Publiczna przepychanka między Antkiem Królikowskim i jego rodziną a matką jego dziecka Joanną Opozdą trwa już kolejny dzień. Cała afera rozkręciła się na nowo przy okazji niedoszłego chrztu małego Vincenta. Od tamtej pory strony konfliktu wydawały na przemian niezliczone oświadczenia, publikowały prywatne wiadomości, a nawet chwaliły się wyciągami z bankowych kont.
Jak można było się spodziewać, niedawna rozmowa z "Faktem" w kwestii chrztu Vincenta nie była ostatnią, jaką Królikowski przeprowadził z polskimi tabloidami.

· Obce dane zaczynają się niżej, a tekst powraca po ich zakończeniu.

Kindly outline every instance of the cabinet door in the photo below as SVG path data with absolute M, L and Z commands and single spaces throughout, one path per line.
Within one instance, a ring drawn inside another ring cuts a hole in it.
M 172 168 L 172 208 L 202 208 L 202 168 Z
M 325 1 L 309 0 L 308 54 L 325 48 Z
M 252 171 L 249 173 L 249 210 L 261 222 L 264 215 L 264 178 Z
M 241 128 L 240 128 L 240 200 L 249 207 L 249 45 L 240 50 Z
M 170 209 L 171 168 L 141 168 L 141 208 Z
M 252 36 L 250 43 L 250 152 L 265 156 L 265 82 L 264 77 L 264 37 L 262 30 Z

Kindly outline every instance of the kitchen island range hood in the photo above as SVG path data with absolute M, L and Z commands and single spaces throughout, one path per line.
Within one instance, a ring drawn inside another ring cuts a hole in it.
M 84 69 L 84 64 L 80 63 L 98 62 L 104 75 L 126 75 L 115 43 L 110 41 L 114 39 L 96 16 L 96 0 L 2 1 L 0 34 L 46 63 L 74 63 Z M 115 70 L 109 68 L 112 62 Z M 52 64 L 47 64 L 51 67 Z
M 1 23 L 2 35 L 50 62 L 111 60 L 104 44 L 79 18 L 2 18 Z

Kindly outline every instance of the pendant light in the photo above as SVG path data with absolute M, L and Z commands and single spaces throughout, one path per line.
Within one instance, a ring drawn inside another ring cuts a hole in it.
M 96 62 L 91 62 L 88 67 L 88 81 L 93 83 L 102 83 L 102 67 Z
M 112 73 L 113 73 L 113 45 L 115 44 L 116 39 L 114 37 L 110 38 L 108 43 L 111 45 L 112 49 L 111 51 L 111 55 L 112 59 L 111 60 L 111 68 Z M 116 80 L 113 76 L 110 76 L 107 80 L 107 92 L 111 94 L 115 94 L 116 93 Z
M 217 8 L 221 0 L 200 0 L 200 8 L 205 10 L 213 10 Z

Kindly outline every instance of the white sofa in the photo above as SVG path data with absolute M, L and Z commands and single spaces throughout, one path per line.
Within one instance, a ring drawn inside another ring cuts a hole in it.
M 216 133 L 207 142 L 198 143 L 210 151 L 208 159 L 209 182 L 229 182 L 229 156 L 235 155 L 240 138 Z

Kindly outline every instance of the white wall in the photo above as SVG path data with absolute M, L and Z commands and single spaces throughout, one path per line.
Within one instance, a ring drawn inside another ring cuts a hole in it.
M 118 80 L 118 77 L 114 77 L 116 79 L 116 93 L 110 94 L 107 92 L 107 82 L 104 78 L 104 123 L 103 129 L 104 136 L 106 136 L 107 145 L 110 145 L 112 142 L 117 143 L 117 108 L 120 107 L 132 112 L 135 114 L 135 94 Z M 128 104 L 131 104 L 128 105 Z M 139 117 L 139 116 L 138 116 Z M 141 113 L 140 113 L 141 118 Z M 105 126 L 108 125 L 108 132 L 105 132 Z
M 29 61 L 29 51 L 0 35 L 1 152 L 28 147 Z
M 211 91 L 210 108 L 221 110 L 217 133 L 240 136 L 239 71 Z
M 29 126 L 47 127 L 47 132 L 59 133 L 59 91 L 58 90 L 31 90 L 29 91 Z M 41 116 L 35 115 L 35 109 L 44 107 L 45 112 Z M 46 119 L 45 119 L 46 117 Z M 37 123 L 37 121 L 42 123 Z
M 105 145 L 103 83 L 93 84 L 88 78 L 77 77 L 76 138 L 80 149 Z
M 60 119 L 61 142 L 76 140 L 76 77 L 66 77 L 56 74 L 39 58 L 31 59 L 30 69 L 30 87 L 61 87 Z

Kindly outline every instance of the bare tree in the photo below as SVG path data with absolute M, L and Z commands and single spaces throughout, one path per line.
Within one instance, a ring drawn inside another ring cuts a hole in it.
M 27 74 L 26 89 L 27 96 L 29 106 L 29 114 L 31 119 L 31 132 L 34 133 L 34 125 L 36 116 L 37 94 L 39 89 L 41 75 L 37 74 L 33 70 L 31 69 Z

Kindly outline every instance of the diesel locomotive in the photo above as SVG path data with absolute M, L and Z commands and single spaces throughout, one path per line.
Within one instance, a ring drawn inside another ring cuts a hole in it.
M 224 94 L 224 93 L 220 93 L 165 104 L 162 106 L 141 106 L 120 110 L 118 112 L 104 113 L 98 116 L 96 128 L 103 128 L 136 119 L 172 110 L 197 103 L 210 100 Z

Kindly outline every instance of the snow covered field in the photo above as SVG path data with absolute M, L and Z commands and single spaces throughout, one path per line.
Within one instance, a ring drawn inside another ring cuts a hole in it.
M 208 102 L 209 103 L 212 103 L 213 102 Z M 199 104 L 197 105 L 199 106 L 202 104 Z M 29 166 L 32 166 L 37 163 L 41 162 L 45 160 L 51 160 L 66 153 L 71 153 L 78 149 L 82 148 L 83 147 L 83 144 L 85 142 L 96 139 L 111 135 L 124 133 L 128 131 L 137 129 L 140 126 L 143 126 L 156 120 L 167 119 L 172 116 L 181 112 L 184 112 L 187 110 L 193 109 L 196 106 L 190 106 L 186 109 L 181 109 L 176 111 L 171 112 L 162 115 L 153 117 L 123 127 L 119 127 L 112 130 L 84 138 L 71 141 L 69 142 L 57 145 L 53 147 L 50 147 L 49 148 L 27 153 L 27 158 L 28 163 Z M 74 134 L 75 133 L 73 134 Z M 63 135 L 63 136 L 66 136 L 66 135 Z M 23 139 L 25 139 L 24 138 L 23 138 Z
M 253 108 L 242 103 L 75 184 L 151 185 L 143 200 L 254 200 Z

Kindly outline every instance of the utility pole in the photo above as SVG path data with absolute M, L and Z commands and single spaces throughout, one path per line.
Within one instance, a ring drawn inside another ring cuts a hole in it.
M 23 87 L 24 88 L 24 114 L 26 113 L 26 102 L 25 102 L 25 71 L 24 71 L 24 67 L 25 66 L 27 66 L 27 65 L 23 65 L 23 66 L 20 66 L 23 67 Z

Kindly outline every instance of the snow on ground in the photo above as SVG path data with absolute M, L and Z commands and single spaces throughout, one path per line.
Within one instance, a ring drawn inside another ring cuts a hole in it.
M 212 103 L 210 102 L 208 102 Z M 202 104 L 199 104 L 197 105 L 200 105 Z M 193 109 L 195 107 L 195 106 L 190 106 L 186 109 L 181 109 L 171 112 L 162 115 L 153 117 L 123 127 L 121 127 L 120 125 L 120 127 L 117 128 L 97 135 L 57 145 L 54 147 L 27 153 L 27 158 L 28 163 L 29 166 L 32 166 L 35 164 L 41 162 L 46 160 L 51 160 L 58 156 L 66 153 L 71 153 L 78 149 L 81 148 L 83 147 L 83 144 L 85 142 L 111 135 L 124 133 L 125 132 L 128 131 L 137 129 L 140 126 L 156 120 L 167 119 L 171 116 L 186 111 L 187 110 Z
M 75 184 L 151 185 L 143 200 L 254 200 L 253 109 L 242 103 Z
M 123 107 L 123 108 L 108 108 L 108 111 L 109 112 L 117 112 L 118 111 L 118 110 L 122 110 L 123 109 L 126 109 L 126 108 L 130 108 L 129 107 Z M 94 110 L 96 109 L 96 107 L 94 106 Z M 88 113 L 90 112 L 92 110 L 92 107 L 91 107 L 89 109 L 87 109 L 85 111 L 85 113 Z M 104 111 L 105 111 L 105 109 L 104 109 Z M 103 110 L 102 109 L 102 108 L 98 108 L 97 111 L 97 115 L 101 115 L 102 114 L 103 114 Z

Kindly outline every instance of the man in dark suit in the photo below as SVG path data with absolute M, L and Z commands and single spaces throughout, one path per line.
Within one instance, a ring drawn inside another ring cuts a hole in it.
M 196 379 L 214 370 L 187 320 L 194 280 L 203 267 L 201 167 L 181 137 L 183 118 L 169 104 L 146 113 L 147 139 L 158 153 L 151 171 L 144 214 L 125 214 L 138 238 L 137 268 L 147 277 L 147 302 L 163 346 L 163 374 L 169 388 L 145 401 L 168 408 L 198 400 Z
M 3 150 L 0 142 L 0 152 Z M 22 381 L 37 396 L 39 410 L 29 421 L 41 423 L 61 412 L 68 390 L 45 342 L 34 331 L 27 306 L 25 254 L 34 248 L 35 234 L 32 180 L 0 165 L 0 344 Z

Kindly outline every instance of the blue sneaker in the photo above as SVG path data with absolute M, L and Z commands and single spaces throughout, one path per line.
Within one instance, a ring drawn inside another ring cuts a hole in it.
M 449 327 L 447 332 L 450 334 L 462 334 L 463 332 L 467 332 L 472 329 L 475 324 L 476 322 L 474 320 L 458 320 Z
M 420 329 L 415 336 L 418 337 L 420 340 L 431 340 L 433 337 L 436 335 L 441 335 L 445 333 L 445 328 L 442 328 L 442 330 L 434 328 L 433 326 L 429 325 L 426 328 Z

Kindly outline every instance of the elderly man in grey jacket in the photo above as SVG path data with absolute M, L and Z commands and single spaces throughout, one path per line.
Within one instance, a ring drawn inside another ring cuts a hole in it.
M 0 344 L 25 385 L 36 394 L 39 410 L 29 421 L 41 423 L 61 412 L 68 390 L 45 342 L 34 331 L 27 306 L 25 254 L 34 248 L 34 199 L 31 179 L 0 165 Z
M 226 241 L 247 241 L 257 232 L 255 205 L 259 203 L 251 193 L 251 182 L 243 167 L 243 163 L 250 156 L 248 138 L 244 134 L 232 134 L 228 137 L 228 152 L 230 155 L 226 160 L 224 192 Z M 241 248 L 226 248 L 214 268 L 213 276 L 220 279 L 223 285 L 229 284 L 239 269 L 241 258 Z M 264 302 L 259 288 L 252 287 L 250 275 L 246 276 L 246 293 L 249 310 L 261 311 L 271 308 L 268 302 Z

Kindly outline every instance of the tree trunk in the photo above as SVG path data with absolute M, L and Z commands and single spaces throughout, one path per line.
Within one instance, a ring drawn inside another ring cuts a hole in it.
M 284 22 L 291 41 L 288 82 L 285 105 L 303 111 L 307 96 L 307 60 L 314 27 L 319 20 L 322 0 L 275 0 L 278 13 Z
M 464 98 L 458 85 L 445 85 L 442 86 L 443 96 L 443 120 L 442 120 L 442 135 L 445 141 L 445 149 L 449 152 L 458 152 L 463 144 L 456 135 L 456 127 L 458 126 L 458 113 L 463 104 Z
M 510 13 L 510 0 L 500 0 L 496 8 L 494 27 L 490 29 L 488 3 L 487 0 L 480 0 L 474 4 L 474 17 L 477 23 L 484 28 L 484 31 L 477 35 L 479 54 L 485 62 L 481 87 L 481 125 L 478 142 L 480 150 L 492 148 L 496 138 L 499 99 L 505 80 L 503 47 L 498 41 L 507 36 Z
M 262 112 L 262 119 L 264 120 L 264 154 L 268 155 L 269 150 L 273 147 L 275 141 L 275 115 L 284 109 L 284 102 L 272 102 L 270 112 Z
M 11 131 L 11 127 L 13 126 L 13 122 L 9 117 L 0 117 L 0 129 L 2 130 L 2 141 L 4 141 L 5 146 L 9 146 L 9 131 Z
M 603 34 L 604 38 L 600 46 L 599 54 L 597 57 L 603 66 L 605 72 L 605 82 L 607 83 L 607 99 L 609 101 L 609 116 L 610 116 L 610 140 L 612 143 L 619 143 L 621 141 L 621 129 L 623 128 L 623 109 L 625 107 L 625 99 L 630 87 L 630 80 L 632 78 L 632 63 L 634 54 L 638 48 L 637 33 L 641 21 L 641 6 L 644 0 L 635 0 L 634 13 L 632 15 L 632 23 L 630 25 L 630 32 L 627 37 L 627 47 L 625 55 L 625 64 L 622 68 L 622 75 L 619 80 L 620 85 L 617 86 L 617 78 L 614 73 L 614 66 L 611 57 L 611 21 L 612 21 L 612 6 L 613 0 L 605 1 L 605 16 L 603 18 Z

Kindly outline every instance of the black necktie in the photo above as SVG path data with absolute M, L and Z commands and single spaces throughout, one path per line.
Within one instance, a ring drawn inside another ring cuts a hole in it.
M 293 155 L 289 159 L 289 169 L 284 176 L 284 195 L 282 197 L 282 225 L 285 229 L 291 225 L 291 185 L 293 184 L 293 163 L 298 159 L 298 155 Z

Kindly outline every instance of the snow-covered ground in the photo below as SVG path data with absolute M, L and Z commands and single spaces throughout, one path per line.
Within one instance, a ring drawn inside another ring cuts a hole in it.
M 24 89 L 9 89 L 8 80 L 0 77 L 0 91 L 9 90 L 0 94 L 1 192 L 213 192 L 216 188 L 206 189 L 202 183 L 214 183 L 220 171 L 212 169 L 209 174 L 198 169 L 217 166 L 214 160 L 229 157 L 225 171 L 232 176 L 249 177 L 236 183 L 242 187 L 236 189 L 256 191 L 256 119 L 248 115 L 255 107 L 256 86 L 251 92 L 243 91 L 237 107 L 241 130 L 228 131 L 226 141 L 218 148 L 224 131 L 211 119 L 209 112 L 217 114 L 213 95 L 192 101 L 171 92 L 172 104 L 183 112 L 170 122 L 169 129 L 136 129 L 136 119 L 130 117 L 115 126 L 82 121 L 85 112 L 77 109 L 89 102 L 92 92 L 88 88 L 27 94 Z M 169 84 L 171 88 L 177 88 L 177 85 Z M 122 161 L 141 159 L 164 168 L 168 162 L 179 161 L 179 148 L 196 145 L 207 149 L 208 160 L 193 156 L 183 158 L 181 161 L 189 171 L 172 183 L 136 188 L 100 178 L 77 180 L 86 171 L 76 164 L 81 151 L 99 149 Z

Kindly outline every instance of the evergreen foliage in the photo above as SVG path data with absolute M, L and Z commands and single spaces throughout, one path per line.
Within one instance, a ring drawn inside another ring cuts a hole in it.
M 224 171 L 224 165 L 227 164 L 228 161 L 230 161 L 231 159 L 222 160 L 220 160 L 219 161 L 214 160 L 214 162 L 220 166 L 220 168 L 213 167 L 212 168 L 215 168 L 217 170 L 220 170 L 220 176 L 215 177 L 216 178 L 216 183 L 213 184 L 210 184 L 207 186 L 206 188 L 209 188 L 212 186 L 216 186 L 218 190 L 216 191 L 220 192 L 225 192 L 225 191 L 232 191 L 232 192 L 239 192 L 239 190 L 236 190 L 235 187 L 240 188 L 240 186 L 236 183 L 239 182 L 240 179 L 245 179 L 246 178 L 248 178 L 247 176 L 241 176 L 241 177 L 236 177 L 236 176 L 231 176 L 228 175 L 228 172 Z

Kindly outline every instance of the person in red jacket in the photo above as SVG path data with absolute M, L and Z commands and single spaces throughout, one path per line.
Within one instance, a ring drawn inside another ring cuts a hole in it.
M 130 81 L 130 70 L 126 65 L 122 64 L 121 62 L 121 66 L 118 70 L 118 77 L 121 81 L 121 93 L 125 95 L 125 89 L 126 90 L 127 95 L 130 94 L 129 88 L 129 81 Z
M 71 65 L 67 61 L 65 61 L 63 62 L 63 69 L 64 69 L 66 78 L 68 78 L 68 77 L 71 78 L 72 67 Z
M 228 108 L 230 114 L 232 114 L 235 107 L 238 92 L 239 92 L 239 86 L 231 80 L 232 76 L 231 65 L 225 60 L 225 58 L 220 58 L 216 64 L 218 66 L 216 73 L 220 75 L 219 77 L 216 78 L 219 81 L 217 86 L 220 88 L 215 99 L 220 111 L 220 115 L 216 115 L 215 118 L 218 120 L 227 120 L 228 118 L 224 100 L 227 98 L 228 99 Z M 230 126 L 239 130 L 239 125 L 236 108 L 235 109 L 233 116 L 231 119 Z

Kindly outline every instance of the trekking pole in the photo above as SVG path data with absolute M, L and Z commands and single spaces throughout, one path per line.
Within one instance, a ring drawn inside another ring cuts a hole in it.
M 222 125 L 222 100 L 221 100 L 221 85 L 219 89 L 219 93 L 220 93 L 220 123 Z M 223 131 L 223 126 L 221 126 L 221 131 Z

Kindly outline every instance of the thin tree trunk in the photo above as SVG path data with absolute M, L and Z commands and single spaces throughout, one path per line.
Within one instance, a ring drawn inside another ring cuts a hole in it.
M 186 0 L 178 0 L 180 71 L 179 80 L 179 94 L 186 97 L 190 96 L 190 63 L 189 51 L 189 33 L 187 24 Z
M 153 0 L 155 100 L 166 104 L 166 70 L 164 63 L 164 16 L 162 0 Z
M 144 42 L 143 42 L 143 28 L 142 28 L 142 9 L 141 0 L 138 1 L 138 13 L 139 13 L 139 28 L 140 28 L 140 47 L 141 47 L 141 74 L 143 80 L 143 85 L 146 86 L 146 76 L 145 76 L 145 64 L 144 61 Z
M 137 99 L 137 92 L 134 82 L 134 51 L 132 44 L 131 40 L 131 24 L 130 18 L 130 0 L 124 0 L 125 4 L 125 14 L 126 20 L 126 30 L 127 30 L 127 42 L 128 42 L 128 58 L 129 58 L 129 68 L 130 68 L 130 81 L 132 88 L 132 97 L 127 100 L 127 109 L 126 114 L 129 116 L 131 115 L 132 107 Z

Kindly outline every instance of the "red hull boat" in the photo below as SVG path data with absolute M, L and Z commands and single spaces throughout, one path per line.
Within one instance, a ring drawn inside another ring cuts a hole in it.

Celebrycie zebrało się również na zwierzenia przed redaktorami "Super Expressu". Tym razem mogliśmy dowiedzieć się, dlaczego aktor postanowił przerwać milczenie.
Dalsza część artykułu pod materiałem wideo
Joanna dopuszcza się kłamstw i manipulacji. Nie zamierzam grać w jej grę. Dlatego zamiast pomówień i oszczerstw pokazałem jednoznaczne dowody na jej manipulacje. Wierzę, że moi odbiorcy sami wyciągną z tego wnioski. Wiem, że moje milczenie, które było mi po prostu potrzebne, trwało za długo. Ale wiem też, że prawda obroni się sama. Ja chcę się teraz skupić na walce o Viniego - zapewnia Królikowski w rozmowie z "Super Expressem".
To jednak nie koniec sensacji. Tabloid podaje, że Antek planuje wystąpić do sądu o zabezpieczenie widzeń z synem, póki podział opieki nad dzieckiem nie zostanie ustalony przez sąd w ramach rozwodu. Królikowski przekonuje, że Opozda utrudnia mu kontakty z Vincentem. Tymczasem zdaniem aktorki Królikowski rzekomo nigdy nie przewijał syna, a na dwa miesiące sprezentował mu kostkę Rubika i dopytywał, czy może już jeść pierogi.
Wierzycie jeszcze w czyjeś szczere intencje w całej tej aferze?